One report goes on to assert that no one benefits from site blocking but for a narrow set of well-heeled rightsholders. That is patently false. Piracy is a pervasive problem undermining both the creative economy and harming consumers. Indeed, piracy related harms to consumers are well-documented, who are 30 times more likely to be exposed to phishing, malware, scams and spam on piracy sites than legitimate websites. Recent studies have also found 80% of piracy sites serve malware-infected ads to their visitors and that 1 in 4 expose users to malicious content.

A recent example underscores the malware threat. In March, Microsoft announced that the disruption of a large-scale malvertising campaign that impacted nearly one million devices globally “originated from illegal streaming websites embedded with malvertising redirectors.” According to Microsoft, “[t]he campaign impacted a wide range of organizations and industries, including both consumer and enterprise devices, highlighting the indiscriminate nature of the attack.”
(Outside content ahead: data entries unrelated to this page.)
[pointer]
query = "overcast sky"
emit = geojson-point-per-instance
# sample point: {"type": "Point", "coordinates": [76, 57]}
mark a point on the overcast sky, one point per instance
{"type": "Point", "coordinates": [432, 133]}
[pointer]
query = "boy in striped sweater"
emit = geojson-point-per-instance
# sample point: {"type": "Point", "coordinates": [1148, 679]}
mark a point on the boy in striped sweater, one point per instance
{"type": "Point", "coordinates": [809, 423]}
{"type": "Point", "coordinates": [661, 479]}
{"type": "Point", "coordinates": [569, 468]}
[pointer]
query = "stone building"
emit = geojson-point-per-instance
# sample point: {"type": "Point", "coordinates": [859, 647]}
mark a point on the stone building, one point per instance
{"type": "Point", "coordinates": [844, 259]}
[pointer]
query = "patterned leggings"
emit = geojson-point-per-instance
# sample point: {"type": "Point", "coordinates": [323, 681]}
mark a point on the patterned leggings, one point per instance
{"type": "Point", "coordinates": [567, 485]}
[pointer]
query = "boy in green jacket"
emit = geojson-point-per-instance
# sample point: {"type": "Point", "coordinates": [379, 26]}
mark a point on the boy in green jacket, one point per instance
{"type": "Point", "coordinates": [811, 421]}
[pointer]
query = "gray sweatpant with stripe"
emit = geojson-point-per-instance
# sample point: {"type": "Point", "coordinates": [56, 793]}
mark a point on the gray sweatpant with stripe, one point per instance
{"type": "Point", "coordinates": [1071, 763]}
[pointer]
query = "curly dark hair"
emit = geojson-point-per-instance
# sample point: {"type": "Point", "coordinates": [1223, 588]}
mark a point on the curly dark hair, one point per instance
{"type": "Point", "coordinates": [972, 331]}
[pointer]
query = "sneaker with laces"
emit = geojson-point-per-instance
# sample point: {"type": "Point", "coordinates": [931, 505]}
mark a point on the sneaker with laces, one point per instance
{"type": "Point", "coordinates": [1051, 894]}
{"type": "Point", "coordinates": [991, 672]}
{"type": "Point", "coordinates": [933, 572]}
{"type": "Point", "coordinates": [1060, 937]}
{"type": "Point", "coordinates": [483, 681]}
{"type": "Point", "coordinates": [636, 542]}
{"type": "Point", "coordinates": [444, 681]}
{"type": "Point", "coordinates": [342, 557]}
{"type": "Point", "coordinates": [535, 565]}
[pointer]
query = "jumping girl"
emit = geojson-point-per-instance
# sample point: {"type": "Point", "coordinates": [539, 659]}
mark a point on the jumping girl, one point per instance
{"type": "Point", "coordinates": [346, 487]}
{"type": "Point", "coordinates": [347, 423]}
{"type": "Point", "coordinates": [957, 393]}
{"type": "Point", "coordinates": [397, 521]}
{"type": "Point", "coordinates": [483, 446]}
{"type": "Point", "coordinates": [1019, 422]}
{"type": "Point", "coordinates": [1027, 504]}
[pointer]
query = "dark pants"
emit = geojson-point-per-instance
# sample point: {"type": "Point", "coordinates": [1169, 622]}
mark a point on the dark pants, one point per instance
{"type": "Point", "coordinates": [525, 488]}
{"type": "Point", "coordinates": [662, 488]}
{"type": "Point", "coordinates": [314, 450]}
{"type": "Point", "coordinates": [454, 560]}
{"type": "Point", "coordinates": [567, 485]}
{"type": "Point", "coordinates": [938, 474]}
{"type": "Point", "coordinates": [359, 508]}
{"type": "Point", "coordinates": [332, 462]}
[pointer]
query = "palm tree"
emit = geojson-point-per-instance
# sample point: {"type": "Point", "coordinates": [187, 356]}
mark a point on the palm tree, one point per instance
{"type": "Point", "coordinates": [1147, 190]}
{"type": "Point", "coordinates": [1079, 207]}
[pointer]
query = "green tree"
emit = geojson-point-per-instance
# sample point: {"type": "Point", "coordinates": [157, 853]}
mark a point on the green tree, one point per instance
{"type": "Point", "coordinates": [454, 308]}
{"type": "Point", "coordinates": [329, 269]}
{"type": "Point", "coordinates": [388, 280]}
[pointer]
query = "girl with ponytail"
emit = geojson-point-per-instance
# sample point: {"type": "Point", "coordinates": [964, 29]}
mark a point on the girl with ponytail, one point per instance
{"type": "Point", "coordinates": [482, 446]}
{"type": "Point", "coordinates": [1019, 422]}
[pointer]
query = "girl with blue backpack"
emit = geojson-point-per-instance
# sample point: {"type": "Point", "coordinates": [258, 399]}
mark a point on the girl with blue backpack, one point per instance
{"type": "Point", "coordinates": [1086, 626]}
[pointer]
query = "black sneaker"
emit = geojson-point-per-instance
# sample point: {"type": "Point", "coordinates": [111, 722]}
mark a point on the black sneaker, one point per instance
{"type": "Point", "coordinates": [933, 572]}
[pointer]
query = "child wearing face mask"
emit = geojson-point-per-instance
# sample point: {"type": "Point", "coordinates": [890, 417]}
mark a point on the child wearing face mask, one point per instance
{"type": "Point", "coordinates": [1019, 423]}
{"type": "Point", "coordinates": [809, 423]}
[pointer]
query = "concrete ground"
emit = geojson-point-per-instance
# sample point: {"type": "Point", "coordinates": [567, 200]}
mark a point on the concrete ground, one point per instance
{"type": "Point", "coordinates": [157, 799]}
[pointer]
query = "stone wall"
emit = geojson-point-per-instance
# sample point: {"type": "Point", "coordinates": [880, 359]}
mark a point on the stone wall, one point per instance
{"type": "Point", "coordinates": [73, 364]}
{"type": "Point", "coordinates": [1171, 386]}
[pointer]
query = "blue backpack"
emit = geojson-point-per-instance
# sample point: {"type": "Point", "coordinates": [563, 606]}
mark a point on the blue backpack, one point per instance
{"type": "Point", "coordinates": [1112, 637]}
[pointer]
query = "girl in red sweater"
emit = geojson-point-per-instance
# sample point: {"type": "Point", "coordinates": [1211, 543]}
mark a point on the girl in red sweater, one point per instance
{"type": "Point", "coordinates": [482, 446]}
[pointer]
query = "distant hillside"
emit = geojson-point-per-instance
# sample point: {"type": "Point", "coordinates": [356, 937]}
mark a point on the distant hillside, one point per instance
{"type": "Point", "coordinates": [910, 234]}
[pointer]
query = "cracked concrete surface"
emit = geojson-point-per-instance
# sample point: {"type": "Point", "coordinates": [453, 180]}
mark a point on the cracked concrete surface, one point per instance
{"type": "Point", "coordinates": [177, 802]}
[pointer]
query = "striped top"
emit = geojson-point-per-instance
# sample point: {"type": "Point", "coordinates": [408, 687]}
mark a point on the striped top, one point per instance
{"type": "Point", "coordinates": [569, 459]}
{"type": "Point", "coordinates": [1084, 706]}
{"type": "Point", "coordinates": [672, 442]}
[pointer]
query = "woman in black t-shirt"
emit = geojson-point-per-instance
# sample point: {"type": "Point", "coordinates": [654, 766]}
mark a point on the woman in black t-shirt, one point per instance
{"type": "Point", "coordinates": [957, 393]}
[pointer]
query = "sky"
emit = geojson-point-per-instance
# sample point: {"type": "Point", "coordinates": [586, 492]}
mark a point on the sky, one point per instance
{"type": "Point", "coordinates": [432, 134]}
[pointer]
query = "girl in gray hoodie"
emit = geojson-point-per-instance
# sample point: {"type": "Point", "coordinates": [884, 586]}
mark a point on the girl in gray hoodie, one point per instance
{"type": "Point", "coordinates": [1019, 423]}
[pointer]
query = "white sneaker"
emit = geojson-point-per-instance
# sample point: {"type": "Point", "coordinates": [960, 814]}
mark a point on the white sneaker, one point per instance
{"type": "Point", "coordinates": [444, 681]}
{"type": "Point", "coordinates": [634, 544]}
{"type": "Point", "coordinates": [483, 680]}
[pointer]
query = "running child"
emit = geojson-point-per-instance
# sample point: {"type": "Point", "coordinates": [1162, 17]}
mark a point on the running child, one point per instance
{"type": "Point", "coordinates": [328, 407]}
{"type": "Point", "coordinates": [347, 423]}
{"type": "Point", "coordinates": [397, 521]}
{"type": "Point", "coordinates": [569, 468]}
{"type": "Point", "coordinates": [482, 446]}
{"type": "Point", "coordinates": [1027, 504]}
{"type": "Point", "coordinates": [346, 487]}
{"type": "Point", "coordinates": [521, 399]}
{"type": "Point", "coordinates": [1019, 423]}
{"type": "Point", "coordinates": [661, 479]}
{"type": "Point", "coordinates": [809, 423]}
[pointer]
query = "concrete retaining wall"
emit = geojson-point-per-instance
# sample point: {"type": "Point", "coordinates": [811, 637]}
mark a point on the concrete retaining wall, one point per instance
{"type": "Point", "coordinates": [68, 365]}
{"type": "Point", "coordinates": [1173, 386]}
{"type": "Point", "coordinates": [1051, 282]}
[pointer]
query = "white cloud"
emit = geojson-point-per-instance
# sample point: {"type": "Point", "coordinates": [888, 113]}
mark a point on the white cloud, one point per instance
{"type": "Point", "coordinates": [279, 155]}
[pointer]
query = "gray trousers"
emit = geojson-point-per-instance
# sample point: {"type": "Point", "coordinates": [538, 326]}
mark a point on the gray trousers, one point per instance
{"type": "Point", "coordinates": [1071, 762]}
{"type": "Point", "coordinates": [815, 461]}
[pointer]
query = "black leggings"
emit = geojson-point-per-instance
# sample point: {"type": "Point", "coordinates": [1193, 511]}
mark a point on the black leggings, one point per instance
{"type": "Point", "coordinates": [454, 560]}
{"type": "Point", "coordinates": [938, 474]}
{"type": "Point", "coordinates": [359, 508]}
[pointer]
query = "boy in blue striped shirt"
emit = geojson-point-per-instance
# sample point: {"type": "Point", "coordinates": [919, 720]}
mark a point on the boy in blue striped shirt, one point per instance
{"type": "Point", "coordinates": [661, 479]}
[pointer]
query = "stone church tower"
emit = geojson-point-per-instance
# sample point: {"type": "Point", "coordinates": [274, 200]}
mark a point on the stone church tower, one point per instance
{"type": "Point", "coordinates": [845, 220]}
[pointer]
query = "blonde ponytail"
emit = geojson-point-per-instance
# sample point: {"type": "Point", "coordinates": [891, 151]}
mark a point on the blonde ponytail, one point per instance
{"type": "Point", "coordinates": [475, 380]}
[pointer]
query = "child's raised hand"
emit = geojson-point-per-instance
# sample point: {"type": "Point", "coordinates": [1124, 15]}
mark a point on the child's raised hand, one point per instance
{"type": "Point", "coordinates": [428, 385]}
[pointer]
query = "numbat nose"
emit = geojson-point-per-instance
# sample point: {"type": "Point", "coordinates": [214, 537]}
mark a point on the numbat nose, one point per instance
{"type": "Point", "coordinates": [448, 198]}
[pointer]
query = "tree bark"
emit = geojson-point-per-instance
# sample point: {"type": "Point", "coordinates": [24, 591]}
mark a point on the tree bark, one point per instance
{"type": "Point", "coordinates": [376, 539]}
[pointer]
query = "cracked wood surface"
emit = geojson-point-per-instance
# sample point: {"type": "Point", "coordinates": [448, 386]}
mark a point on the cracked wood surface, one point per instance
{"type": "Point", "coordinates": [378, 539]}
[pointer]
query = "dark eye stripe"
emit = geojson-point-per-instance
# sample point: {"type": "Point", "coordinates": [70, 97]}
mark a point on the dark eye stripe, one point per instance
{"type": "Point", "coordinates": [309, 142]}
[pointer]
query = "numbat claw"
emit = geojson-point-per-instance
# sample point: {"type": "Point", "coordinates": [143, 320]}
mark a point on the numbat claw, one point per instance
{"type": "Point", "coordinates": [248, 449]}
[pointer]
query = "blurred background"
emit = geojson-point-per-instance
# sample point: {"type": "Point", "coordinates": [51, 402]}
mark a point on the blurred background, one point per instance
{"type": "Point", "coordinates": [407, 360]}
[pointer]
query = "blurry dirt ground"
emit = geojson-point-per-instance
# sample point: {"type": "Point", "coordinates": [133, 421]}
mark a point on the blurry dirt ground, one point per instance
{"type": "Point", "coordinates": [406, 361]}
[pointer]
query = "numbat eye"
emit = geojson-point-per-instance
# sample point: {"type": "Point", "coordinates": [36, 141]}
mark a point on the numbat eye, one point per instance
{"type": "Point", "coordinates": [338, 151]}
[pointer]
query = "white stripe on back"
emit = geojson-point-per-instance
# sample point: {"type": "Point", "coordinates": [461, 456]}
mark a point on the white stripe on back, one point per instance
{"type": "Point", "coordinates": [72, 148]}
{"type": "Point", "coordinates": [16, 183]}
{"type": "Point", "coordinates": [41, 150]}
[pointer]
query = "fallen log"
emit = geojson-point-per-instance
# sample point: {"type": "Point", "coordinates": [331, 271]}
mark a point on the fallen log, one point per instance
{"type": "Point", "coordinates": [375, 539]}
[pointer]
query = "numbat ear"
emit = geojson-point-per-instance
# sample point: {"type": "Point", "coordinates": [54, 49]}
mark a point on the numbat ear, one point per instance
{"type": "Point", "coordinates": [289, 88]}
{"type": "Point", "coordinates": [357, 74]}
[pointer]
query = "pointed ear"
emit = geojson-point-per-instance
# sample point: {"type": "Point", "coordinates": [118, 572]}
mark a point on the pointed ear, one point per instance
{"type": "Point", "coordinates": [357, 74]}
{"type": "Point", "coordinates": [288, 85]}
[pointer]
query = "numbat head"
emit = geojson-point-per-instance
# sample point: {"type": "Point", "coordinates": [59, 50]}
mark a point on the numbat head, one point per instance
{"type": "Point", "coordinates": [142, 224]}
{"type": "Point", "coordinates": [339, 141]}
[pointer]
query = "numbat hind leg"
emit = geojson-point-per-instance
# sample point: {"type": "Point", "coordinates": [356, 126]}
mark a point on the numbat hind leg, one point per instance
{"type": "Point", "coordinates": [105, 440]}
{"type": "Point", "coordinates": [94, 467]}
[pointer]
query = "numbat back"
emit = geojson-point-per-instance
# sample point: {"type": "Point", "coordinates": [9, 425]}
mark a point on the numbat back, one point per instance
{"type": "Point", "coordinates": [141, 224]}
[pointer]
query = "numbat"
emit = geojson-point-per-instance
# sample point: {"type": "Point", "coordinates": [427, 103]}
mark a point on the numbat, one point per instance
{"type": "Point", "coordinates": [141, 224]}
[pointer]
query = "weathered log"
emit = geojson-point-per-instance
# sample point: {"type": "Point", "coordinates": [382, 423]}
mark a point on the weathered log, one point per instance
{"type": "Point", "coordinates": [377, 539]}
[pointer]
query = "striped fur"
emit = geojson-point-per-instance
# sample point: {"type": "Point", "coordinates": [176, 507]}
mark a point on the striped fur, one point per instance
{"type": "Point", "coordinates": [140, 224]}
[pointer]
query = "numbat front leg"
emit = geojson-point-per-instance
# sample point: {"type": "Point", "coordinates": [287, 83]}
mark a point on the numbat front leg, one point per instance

The authors cynical framing leaves consumers totally exposed – as piracy is a well-known vector to infect consumer devices, which as the Microsoft example clearly shows, can also have adverse consequences for small and medium-sized businesses – something a company that prides itself on protecting its clients from malicious attacks should better appreciate.

The authors also employ a “perfect solution fallacy.” Their central recommendation – “remove content at source” – sounds reasonable until you examine why blocking exists in the first place. Content hosting has become a global shell game, with bad actors deliberately choosing jurisdictions and technical architectures specifically designed to frustrate law enforcement. When foreign-based criminals host illegal content across multiple countries with non-cooperative legal systems, “removal at source” isn’t a viable alternative – it’s a fairy tale.

Consider the reality: A CSAM trafficker hosts child exploitation images on servers in countries without extradition treaties, using hosting providers that refuse cooperation. Should democratic governments simply throw up their hands and declare defeat? The report’s naive approach ignores the cat-and-mouse nature of modern internet crime, where technical countermeasures are often the only effective response available to law enforcement.

Judicial site blocking is a widely deployed, proven, effective tool with a ten-year track record of success protecting creators, consumers and the digital economy while posing no threat to a well-functioning internet. U.S. lawmakers should be commended for their efforts to enact this vital policy into law.